Chloroplasts may be seen on all six sides of a plant cell, which is a three-dimensional entity with typically moderately rounded corners (not in the centre because a big central vacuole fills a very large part of the volume). Chloroplasts are constantly being rearranged by the cell since they are not set in place. Chloroplasts are typically located close to so-called periclinal cell walls, which are oriented in the same 2D orientation as the leaf surface under low light. Chloroplasts seem to "escape" to the anticlinal walls in bright light. Better light harvesting in low light by exposing every chloroplast to light and photoprotection by mutual shading in strong light are likely the fitness benefits provided by this behavior. In the dark, chloroplasts also gravitate toward the anticlinal walls. Thin leaves of submerged aquatic plants like Elodea can be used as microscope specimens to observe chloroplast motions. One can gauge how much light gets through a leaf in land plants. What I just said concerning the top layer(s) of leaves' "palisade parenchyma cells" is accurate. Most of the chloroplasts are found in these cells. Numerous cells in the spongy parenchyma under the palisade layer lack well marked peri and anticlinal walls.

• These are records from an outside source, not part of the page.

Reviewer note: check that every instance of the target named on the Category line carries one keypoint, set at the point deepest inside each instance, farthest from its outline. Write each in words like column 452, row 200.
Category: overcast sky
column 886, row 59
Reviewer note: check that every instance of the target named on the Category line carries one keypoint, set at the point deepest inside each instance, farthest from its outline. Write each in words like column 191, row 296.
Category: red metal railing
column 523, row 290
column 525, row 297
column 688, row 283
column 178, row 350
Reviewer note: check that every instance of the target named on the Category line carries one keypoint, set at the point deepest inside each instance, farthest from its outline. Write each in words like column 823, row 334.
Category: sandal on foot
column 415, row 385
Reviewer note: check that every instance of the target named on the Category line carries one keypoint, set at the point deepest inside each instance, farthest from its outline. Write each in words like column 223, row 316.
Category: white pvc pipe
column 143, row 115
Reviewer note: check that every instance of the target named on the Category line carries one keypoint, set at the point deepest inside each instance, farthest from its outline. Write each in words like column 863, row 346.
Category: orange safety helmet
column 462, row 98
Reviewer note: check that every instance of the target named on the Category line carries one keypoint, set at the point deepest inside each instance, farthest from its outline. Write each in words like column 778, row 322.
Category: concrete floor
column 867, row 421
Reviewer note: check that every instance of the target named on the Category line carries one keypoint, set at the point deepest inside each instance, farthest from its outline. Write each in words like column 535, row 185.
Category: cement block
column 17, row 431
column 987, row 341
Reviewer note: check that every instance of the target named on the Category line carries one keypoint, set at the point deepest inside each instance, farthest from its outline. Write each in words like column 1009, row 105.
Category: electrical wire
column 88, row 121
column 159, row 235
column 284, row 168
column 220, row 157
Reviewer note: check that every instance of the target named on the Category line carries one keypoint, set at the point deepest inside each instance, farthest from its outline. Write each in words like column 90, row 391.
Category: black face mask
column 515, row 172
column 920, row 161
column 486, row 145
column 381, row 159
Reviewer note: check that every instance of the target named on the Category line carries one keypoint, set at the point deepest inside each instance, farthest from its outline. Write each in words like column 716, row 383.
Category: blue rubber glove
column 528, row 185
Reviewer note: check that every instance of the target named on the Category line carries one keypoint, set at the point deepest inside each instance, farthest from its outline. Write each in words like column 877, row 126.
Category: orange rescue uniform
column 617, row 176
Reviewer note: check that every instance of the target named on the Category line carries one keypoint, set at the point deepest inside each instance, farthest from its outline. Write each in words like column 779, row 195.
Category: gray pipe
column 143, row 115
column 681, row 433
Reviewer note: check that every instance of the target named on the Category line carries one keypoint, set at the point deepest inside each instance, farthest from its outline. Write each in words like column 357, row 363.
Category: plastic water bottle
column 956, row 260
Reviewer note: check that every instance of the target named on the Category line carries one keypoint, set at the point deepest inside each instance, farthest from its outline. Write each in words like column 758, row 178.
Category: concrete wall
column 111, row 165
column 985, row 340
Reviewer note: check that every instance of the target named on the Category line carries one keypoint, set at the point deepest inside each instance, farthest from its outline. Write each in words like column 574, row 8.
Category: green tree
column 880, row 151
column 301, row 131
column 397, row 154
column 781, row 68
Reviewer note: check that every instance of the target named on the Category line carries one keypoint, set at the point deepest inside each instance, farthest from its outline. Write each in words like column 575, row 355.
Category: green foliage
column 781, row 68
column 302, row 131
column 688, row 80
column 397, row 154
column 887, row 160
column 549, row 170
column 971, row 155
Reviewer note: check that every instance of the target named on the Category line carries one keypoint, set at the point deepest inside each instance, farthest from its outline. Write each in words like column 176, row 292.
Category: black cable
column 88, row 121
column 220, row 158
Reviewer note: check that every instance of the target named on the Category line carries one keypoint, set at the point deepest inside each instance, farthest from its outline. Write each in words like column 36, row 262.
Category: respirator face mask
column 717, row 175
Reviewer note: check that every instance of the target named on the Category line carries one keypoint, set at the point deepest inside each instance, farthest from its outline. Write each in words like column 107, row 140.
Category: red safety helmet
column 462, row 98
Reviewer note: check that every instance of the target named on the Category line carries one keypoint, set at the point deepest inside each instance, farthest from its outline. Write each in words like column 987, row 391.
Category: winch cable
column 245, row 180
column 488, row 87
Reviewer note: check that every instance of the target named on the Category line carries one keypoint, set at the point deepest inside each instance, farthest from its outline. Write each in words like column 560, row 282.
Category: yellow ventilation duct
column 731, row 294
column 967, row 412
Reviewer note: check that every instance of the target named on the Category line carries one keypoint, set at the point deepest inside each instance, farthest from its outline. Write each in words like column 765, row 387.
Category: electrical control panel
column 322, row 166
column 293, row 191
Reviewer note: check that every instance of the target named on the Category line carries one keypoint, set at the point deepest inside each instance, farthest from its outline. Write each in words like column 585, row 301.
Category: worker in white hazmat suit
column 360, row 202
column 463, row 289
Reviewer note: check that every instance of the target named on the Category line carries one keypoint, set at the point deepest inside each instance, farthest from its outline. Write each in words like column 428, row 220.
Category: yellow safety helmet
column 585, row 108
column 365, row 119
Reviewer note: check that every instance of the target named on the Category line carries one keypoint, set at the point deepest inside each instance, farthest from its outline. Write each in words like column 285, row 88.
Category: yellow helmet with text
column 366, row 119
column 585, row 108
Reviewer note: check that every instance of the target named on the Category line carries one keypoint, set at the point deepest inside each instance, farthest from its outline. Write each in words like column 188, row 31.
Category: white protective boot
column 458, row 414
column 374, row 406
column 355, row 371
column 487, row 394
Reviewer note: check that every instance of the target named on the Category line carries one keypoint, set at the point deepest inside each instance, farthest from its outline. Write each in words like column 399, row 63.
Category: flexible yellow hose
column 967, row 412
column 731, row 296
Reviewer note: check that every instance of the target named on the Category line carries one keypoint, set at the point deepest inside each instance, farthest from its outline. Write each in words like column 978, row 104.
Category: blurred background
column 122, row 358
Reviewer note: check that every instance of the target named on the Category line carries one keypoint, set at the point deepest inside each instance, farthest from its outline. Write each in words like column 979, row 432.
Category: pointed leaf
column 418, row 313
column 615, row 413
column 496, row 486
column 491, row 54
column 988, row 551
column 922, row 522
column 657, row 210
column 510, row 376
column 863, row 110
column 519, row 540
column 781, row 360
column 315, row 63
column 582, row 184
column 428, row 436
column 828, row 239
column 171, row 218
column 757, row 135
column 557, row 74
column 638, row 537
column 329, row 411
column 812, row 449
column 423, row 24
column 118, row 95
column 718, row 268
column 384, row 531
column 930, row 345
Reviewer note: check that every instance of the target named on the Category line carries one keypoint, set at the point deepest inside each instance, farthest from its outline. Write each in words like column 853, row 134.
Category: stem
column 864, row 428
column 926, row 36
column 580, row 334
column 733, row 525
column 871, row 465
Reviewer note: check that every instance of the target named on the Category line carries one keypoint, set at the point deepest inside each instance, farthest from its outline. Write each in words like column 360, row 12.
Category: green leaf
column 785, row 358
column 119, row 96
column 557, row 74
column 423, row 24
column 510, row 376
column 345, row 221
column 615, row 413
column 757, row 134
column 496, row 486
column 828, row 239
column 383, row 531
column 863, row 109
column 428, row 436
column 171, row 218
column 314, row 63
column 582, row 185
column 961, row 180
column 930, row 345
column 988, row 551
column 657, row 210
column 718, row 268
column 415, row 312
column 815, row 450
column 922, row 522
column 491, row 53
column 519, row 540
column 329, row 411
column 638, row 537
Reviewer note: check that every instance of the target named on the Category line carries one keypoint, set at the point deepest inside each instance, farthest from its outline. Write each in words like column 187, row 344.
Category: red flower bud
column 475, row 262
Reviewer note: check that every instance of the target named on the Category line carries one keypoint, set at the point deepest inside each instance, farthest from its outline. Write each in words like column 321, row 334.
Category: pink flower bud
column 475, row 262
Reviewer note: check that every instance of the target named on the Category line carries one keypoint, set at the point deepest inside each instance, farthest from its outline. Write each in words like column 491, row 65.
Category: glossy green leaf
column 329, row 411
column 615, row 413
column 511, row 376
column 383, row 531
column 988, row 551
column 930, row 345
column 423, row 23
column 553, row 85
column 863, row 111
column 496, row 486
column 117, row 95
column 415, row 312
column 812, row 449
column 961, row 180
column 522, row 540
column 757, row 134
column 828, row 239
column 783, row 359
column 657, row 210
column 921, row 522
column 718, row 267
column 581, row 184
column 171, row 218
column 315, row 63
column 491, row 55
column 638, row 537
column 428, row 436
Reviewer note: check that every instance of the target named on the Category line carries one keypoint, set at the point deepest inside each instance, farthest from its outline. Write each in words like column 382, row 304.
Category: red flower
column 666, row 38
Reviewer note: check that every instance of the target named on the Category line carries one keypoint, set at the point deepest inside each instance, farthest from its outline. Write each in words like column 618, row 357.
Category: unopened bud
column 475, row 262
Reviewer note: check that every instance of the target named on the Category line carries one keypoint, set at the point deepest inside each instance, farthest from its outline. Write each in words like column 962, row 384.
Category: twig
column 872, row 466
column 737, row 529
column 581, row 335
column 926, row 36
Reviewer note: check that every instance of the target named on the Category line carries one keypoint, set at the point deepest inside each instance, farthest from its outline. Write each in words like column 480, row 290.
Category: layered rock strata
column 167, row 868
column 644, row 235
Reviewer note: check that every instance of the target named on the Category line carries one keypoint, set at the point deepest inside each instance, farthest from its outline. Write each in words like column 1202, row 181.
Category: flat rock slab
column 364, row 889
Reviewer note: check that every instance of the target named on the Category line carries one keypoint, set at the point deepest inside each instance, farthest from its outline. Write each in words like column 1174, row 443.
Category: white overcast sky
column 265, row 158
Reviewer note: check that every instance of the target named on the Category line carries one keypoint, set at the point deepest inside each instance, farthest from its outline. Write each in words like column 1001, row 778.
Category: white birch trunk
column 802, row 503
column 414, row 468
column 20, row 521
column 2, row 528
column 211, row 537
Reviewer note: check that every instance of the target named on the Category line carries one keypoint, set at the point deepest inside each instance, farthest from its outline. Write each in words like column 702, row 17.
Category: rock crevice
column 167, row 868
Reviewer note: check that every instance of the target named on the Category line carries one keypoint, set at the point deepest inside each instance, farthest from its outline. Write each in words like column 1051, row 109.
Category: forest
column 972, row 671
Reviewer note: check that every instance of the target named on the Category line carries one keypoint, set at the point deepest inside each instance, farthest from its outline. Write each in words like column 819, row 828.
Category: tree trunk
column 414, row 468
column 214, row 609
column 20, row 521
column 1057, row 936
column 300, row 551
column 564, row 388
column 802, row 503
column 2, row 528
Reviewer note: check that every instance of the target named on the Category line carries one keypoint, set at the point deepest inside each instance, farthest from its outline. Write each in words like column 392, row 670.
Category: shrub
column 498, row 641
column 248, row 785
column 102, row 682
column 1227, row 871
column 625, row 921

<h2>How did plant cells incorporate chloroplasts in their DNA?</h2>

Chloroplasts must reproduce in a manner akin to that of some bacterial species, in which the chloroplast DNA is duplicated first, followed by binary fission of the organelle (a kind of protein band that constricts so that two daughter organelles bud off). As a result of some chloroplast DNA actually being integrated into the plant genome (a process known as endosymbiotic gene transfer), it is now controlled in the nucleus of the plant cell itself.